The sun’s setting was always my favorite part of the day. The sky is always so pretty and the clouds are floating around the sun like flies around light. And of course Dre had to be the annoying little brother that he is and get directly in my view. Now that I thought about it and looked at Dre, I realized one of two things must be true. Either I was really short for a twelve year old, or Dre was really tall for an eight year old. He stood tall and excited as the idea of traveling with me coursed through his blood. I was about to stand by him and see how much taller he was to me, when suddenly I heard voices come up from behind us. I knew that Dre had heard them to because his body tensed and swiftly turned around. Strolling up the road were two white men, one was extremely muscular but kind of short. The other man was semi thin with sandy brown hair and pale blue eyes. They both stopped. They looked at us, and then looked at each other, then two pairs of eager eyes were locked onto me. They looked at me as if I were prey. After that everything happened so quickly. Dre ordered me to run in a strong commanding voice, but I can still sense that he was scared. Strangely enough though, I immediately obeyed. The men chased us into the woods. They nearly caught us if it wasn’t for what had happened next. As the men were drawing nearer to us, Dre unexpectedly stopped, turned on his heel and swung a knife right into the chest of the muscular short man. The other man hesitated for a moment as he watched his comrade fall to the ground dead, and then struck Dre in the face. He fell with a hard thud. Dre didn’t move. The man began to advance towards me. I cried as loud as I could for help as the man grabbed my arms and began to try and pull of my clothes. I saw all the hate and evil in his eyes as he found pleasure in causing me pain and putting fear into my heart. Then all of a sudden, the cold pale blue eyes rolled back and the man released me as he hurdled to the ground. And there, standing behind him, was Dre with a huge branch in his hands.
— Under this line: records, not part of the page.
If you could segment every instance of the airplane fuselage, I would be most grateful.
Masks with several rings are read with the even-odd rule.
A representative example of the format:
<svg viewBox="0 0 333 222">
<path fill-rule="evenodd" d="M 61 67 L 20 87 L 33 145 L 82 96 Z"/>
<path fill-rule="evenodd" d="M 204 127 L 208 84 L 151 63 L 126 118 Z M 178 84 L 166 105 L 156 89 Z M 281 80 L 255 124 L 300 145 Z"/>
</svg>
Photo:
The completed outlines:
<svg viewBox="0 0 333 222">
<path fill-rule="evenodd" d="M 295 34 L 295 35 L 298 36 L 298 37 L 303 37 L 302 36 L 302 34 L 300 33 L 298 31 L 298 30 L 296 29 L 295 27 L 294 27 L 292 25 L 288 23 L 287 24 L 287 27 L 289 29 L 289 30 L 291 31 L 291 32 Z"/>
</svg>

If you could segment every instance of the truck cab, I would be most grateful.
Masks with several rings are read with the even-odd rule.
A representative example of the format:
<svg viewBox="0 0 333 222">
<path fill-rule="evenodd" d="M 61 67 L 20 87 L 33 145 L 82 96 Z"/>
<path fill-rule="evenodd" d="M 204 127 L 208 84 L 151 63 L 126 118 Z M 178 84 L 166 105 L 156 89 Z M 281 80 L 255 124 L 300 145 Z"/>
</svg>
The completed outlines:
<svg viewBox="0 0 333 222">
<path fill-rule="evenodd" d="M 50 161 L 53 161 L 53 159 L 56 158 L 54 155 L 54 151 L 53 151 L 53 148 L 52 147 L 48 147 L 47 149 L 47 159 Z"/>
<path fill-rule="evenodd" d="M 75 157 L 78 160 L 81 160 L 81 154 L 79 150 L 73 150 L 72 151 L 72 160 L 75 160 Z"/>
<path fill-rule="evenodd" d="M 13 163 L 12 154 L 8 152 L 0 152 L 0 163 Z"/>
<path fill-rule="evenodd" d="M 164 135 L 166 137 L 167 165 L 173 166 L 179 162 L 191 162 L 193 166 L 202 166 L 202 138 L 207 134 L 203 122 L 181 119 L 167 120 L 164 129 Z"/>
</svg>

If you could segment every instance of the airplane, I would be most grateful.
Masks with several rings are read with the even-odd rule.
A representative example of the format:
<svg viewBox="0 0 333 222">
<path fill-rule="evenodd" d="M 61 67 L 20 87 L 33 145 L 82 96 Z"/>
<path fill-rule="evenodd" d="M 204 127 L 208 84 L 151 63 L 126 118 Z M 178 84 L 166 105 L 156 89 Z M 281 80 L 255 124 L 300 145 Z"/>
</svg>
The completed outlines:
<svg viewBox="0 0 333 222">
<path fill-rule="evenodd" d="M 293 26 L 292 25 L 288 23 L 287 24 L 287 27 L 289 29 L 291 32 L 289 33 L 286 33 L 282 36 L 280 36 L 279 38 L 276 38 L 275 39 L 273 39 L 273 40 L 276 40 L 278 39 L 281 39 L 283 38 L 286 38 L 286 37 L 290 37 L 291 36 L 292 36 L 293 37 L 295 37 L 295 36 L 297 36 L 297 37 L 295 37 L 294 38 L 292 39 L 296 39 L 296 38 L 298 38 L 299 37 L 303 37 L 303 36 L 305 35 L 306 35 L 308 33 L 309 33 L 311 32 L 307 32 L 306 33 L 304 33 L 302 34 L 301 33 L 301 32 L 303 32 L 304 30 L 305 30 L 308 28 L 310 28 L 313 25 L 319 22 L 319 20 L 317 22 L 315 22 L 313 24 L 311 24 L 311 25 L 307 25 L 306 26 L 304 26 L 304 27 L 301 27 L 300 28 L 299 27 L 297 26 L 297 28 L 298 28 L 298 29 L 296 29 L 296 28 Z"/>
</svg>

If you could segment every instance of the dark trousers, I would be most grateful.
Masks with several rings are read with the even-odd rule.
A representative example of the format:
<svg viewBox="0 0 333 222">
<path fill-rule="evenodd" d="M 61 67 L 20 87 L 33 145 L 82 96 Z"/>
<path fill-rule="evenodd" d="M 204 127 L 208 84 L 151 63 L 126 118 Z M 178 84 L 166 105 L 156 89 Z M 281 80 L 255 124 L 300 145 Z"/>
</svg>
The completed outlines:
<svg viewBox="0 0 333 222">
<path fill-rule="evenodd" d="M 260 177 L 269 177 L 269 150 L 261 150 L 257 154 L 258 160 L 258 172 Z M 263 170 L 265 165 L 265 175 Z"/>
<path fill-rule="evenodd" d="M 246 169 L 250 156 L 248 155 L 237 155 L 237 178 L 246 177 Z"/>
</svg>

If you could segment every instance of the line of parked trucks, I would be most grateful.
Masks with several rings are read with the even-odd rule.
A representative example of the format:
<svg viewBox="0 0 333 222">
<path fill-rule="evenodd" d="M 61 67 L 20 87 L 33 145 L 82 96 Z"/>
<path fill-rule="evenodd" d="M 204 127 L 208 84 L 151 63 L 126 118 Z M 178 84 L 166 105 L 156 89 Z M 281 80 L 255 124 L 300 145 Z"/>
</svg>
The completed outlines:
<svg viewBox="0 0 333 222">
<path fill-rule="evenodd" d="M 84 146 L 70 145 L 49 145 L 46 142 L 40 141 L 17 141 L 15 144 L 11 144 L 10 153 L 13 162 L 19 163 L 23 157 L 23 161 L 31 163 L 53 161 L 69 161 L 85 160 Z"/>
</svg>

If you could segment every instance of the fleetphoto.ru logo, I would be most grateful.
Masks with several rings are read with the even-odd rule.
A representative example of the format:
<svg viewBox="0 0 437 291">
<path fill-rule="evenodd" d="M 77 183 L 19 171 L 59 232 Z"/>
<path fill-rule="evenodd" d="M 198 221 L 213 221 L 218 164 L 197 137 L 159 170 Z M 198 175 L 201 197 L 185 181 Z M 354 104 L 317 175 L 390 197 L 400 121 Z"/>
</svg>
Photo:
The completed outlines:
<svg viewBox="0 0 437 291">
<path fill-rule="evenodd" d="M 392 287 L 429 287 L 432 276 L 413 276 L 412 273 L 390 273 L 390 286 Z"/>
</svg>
“Maddison…” Dre said weakly. Then he fell unconscious and scraped his stomach on the same branch as he fell to the ground as well.
Immediately I knew I had to get him back home to receive some medical aid. So I ripped some cloth from my clothes so I could use them as bandages for Dre’s wounds to his head and stomach. Then I carefully put him on my back and began to walk back into the city of New York to return home. Turns out that Dre wasn’t as heavy as he looked. I was so stupid, what I had done? And what’s worst is that I endangered the life of my eight-year-old little brother! How could I have done that? I can never forgive myself for what had happened to him and the innocence he gave up trying to protect me.
“Hang in there lil’ bro’… we’ll get yah help soon. Yah hear?” I told him that for the millionth and first time that day as the rain begun to drizzle on us. d**n… all I wanted was to buy an orange.